# New Service center Water hammer



## MyBad! (May 2, 2021)

Hello all.
I have a problem a with a severe water hammer at a newly constructed service center 150,000 sq.ft
I have two toilets that are causing this. They have American Standard dual flush selectronic valves on everything. Every time these toilets are flushed sounds like the building is coming apart. I have heard of some automatic valves causing problems and just replacing the kit with a different style, but have not done this on a American standard. 
if I leave water running on the same feed line from outside hose bib I do not get the hammer at the toilet, but when I hooked gauge on end of hose bib and flushed toilet. It destroyed my 100 psi gauge. Well pressure is 45-60 it was set at 60-80 and the installers turned it down to remedy the problem, but it didn’t change a thing. Not all the toilets do it. Just these two mainly and they are on the end of the lines. All fixtures have arrestors on them, but don’t seem to help. I even swapped one to see if it was bad. I have changed the flush valve at each of the troubled fixtures. I have flushed thousands of gallons of water to bleed any air, The engineers did not put any bleed valves in the pipes up high, so could There still be air trapped?
Being a new construction I have my hands tied, because it hasn’t been technically commissioned to me. So I cannot do any major repairs without including original contractor who is struggling mightily.

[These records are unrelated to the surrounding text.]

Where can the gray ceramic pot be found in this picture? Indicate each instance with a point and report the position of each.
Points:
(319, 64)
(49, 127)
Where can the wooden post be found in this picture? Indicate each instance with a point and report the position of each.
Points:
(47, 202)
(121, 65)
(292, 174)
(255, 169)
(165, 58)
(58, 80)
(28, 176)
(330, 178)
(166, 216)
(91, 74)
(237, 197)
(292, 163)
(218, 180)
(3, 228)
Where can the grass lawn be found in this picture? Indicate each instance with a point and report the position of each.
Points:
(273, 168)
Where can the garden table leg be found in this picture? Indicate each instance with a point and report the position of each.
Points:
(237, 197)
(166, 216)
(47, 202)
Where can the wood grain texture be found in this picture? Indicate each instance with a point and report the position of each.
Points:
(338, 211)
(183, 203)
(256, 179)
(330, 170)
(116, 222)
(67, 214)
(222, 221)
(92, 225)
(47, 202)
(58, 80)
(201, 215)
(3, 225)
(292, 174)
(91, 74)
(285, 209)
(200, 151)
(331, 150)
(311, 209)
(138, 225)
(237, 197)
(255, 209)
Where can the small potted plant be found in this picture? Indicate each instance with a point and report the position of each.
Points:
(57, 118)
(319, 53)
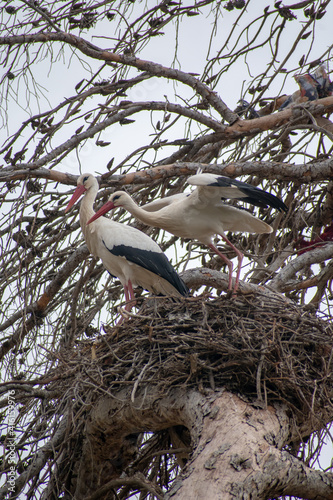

I’m fairly new in the trade.1st year Journeymen and haven’t had this issue before anywhere else. I have been asking and getting suggestions for repair, but haven’t got a clear answer yet.

Thanks in advance for replies,

MyBad!


----------



## skoronesa (Oct 27, 2015)

MyBad! said:


> Hello all.
> I have a problem a with a severe water hammer at a newly constructed service center 150,000 sq.ft
> ..............


This is the nicest, most honest reply you will get. *You don't belong here.*

Talk to the inspector about your issue, or hire a competent plumber.


----------



## MyBad! (May 2, 2021)

I’ll bite.

The engineer was contacted. And You should already know competent and plumber shouldn’t be mentioned in same sentence. 
We are all wiseguys thinking we are better than one another. I’m pretty sure I could keep up with the most of you. Do I know everything? I don’t think so. Do I have questions heck yeah. 
If you think inspectors have the answer I‘ll turn it right back on you and call you the dumbass. Never had an inspector tell me the solution to a problem, just say its wrong.
Oh Did I mention the inspector already signed off. So he/she felt it was OK.


----------



## OpenSights (Mar 23, 2015)

MyBad! said:


> I’ll bite.
> 
> The engineer was contacted. And You should already know competent and plumber shouldn’t be mentioned in same sentence.
> We are all wiseguys thinking we are better than one another. I’m pretty sure I could keep up with the most of you. Do I know everything? I don’t think so. Do I have questions heck yeah.
> ...


In my area inspectors, while necessary, are basically extra tax collectors. Engineers and doctors are the worst customers you can have! They know how to do the job and want you to do it their way.


You better abide by site rules and post a proper introduction. I doubt you’ll be here long.


----------



## Tango (Jan 13, 2018)

MyBad! said:


> I’ll bite.











GUIDELINES TO POST AN INTRODUCTION


In order to join this community you need to demonstrate you are a professional in the trades outlined in the rules. We ask you to post an introduction. Are you an employee, apprentice, journeyman, business owner? Tell us if you had to go to trade school. How long? How many hours or...




www.plumbingzone.com


----------



## The cable guy (Oct 31, 2020)

So are these sloan valves, flush mates, or gravity toilets?


----------



## MyBad! (May 2, 2021)

The cable guy said:


> So are these sloan valves, flush mates, or gravity toilets?


They are actually an solenoid style American Standard. Seem pretty cheap.


----------



## goeswiththeflow (Feb 24, 2018)

OpenSights said:


> In my area inspectors, while necessary, are basically extra tax collectors. Engineers and doctors are the worst customers you can have! They know how to do the job and want you to do it their way.


Ain't that the truth! In my experience doctors will sometimes relent if you can demonstrate that you know what you're talking about. Engineers sometimes cave if you start talking about anything outside their area of expertise, or if you just give them a little attitude back, or say BOO to scare their pocket protectors out of their shirt. The absolute worst in my experience are nurses. You aren't going to tell those broads anything. You can pull out the code book and show them in black and white and they're still not going to listen to any man.


----------